GCP – Telegraph Media Group unlocks insights with a Single Customer View on Google Cloud
In today’s data-driven world, organizations across industries are seeking ways to gain a deeper understanding of their customers. A Single Customer View (SCV) — also known as a 360-degree customer view — has emerged as a powerful concept in data engineering, enabling companies to consolidate and unify customer data from multiple siloed sources. By integrating various data points into a single, comprehensive view, organizations can unlock valuable insights, drive personalized experiences, and make data-informed decisions. In this blog post, we will take a look at how Telegraph Media Group (TMG) built a SCV using Google Cloud and what we learned from our experience.
TMG is the publisher of The Daily Telegraph, The Sunday Telegraph, The Telegraph Magazine, Telegraph.co.uk, and the Telegraph app. We operate as a subscription-based business, offering news content through a combination of traditional print media and digital channels, including a website and various mobile applications. TMG initially operated a free-to-air, advertising-based revenue model, but over time, this model became increasingly challenging. Like many news media publishers, we saw long-term trends, such as a declining print readership, diminishing ad yields for content publishers, and volatility in ad revenue — all of which make revenue projections uncertain and growth unpredictable.

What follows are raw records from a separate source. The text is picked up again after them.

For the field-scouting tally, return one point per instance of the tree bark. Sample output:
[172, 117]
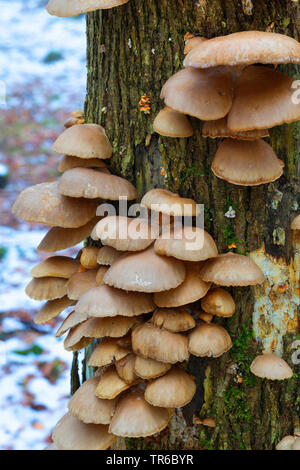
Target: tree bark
[132, 51]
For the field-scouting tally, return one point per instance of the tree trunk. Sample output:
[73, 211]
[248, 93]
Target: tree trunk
[132, 51]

In 2018, we set out a bold vision to become a subscriber-first business, with quality journalism at our heart, to build deeper connections with our subscribers at scale. By embracing a subscription approach, TMG aimed to establish a more predictable revenue stream and enhance its advertising offerings, which yield higher returns. Our goal was to reach one million subscriptions within five years, and we reached our milestone in August 2023.
The SCV platform we have engineered leverages two primary data resources: a customer’s digital behavior across all digital domains and TMG’s subscription data. Additionally, it integrates data from third-party sources, such as partner shopping websites and engagement products like fantasy football or puzzles. These diverse data sources play a vital role in enriching the platform’s understanding of our audience and delivering a comprehensive news experience.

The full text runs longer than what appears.